胃の痛みは全く収まってはくれなくて。その上、よくよく考えれば子供たちは事情を知らないし、伝えれるはずも無かった。
慧音の服装が、いつもとは違う事など。これはもう誰の目にも明らかだった。○○が質問を投げかけたのだ、子供たちだって気になるだろう。
子供たちからの、遠慮の無い質問。それを考えると、○○の胃は更に痛めつけられる事となった。
自然と、手が胃の辺りをいたわる様になでていた。朝食を余り取れなかったのは、良かったのか悪かったのか。


「そろそろ、子供たちが来るな○○」
「ええ……そうですね」
今日ほど、この寺子屋が机とイスを用意した西洋式ではなく。長机を前に畳みに座る和式である事を嬉しく思った事はない。
こうやって、子供たちを待っている時はもちろんだが。教鞭を振るう時も、座っている状態が多くても余り不自然ではない。
緊迫感で○○の足腰は砕ける寸前だった。正直、立ち仕事は勘弁願いたい状況だった。

「どうした?元気が無いぞ○○」
しかし、ふら付く事は隠せても。顔色の悪さは隠せなかった。
それと相反するように、朗らかな顔の慧音。どうやら、慧音は何かを突き抜けたらしい。顔色が随分とよくなっているし、笑顔も大分自然な雰囲気が戻ってきた。

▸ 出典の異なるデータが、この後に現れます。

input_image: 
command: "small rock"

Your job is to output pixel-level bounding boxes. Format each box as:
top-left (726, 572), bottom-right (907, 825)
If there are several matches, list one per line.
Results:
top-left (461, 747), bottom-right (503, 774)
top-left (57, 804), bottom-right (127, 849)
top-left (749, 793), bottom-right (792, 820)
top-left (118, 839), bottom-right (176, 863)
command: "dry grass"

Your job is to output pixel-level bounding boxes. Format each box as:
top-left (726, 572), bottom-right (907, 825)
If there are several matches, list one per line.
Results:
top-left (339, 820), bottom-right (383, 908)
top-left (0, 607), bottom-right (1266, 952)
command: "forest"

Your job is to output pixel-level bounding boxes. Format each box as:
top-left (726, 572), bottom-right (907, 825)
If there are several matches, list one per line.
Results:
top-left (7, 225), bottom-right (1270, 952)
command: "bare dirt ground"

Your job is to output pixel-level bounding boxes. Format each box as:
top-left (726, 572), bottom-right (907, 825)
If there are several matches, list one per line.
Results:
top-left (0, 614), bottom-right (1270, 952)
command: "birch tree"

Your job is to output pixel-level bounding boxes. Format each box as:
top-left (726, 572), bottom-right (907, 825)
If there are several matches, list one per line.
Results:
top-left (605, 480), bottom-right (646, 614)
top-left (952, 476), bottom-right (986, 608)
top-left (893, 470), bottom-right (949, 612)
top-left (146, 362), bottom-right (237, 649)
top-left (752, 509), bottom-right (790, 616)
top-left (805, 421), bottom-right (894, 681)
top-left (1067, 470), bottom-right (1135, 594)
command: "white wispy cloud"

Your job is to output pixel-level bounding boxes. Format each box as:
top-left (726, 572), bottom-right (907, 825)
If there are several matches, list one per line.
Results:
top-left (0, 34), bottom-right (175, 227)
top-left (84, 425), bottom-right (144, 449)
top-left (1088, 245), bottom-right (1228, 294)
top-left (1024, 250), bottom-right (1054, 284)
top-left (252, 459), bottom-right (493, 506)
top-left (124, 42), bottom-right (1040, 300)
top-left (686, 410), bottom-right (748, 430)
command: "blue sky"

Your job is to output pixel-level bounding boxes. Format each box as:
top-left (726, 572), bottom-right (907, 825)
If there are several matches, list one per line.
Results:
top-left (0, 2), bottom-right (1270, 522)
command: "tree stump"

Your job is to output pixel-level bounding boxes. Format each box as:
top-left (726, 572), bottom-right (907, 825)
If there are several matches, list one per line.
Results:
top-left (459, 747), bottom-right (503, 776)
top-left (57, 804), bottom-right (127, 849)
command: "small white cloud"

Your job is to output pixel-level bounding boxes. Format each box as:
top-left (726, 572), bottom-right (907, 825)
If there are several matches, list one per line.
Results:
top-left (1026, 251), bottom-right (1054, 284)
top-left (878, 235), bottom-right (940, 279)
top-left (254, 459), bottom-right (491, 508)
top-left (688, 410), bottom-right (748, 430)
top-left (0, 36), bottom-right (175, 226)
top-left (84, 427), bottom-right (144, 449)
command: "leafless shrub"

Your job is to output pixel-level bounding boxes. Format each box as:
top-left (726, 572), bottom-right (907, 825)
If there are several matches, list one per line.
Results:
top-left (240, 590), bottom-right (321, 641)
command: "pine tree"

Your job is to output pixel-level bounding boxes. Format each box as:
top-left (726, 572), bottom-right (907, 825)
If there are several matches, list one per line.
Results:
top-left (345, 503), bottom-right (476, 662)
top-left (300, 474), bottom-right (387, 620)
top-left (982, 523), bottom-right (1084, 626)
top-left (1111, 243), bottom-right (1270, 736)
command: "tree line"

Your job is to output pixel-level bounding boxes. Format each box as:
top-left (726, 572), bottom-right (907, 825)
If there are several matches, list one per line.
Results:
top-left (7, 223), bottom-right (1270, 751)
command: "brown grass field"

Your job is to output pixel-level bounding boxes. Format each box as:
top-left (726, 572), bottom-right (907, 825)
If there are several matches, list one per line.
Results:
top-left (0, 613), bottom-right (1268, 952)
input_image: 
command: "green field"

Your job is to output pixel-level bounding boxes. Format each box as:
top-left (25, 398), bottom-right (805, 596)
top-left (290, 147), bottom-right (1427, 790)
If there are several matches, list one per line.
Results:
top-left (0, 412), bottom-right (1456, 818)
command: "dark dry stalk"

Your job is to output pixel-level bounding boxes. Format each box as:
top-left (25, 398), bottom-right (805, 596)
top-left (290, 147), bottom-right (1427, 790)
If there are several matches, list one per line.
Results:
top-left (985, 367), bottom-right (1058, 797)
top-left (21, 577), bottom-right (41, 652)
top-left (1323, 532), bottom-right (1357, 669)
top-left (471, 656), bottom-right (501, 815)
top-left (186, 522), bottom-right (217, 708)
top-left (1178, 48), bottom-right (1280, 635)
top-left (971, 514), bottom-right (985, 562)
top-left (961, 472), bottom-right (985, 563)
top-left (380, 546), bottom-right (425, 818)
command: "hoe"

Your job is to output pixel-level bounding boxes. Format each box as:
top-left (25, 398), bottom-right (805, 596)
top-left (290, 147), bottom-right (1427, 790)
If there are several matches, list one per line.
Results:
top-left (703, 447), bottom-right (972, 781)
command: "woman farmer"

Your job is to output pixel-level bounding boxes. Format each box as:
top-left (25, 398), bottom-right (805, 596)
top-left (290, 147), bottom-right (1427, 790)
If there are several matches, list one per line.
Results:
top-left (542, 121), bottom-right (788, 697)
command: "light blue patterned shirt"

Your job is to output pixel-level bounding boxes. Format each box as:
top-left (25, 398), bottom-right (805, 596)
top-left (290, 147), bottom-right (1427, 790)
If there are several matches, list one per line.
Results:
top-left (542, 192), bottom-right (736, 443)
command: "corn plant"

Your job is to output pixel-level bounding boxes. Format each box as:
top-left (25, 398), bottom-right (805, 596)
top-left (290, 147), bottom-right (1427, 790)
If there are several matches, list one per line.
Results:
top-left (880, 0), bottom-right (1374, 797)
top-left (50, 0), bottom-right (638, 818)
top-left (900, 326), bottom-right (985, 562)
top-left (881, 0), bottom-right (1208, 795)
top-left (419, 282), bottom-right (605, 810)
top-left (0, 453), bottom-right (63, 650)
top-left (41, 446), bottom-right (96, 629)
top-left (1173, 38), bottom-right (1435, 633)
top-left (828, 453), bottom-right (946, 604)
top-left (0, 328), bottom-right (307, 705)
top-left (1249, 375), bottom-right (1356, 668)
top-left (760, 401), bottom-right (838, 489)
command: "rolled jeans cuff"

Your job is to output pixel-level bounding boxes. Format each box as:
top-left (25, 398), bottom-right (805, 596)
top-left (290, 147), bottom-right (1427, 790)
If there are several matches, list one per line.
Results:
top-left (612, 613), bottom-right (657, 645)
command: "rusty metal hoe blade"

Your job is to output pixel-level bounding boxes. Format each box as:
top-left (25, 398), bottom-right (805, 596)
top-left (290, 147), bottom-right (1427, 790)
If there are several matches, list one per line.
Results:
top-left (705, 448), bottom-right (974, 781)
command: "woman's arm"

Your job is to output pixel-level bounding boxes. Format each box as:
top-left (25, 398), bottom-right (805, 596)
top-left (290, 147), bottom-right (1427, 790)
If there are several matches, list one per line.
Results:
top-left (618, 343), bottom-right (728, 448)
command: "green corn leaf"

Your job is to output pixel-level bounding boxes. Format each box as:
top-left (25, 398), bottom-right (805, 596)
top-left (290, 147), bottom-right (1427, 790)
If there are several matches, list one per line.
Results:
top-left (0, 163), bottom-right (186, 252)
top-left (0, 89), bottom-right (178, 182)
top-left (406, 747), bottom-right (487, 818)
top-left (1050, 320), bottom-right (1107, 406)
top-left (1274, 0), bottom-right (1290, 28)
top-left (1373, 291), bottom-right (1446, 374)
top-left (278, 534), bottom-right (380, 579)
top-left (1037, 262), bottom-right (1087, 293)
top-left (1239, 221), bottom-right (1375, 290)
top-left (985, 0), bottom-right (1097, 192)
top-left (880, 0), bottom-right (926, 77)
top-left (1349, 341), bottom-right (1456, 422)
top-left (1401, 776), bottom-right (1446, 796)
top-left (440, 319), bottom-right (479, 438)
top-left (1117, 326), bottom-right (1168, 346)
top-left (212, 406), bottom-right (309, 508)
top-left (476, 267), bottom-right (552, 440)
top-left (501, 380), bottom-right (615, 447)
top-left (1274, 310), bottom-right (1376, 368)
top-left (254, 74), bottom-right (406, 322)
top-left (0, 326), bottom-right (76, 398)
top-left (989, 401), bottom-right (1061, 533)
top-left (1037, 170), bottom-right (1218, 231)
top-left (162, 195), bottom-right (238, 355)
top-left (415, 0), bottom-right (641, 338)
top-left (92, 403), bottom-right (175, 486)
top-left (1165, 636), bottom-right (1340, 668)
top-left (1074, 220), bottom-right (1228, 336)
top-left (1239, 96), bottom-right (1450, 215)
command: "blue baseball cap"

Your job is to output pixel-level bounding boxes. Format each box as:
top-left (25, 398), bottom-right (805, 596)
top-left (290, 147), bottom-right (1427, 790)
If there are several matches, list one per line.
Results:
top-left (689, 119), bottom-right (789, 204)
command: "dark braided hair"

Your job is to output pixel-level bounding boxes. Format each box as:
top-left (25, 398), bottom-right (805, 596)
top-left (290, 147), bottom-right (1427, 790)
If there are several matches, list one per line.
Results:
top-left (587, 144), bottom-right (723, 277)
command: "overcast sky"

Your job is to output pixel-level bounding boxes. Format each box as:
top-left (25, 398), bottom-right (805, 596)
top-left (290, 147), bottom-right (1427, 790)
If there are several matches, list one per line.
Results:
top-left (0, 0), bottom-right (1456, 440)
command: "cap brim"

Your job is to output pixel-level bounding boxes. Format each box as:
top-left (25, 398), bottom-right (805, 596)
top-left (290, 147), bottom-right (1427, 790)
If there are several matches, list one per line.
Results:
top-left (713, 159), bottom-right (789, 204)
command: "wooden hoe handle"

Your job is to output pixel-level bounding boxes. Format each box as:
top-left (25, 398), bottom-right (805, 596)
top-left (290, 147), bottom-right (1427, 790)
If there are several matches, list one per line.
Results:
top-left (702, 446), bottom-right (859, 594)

ただし、○○は突き抜けることが出来なかったので。今の多少息を吹き返したかのような慧音の顔を見ても、全く喜べなかった。
むしろ、また坂を下るように悪くなった時の事を考えてしまう。なまじ、今が多少良いだけに。反動が怖くて仕方が無かった。
特に、子供たちの目の前でそうなる事を考えてしまうと……そうなったらもう、助け舟の出しようが無かった。


悪い材料ばかりを見つけて、それを更に煮詰める○○の思考と発想に。胃の痛みがまた酷くなるのを感じた。
「ああ……朝食を余り取れなかった物で。多分、お腹がすいているせいだと」
とは言うが。今食べ損ねた朝食の代わりを持ってこられても。胃が受け付けてくれるかどうか、甚だ怪しかった。
「そうか……それはいかんな、少し待ってろ」
そう言って、慧音は立ち上がった。正直な話、慧音には余り動いて欲しくなかった。何処でどんなつまずきが待っているか分からないから。
なので、ご心配なく大丈夫ですよ。と言う言葉を投げようかとも思ったが。しかし、声をかける勇気も出てこないのが実情だった。
ここでご心配なくと言う言葉を投げかける事こそが。慧音の道中に一つの障害物を作るような気がしてならなかった。
先ほどの尋常ではない姿を見ている物だから。この程度の受け答えですら、けつまずいてしまうような気がしてならなかった。

言葉尻から考えて、慧音は何か食べ物を持ってきてくれるのだろう。
純粋に好意から来ているであろうその好意に対して、水を差すような真似。怖くて出来なかった。
水を差して何が起こるか。普通の状態ではない今の慧音では、予想が全くつかなかった。
また胃が痛くなってきたのが分かった。遂には口の中に酸っぱい物がこみ上げてまで来た。
色々と不味い物が逆流してきているようだった。
いっそ、自分も突き抜けてしまいたかったが。残念ながら、○○の精神はまだそこまでの、機能不全には陥っていなかった。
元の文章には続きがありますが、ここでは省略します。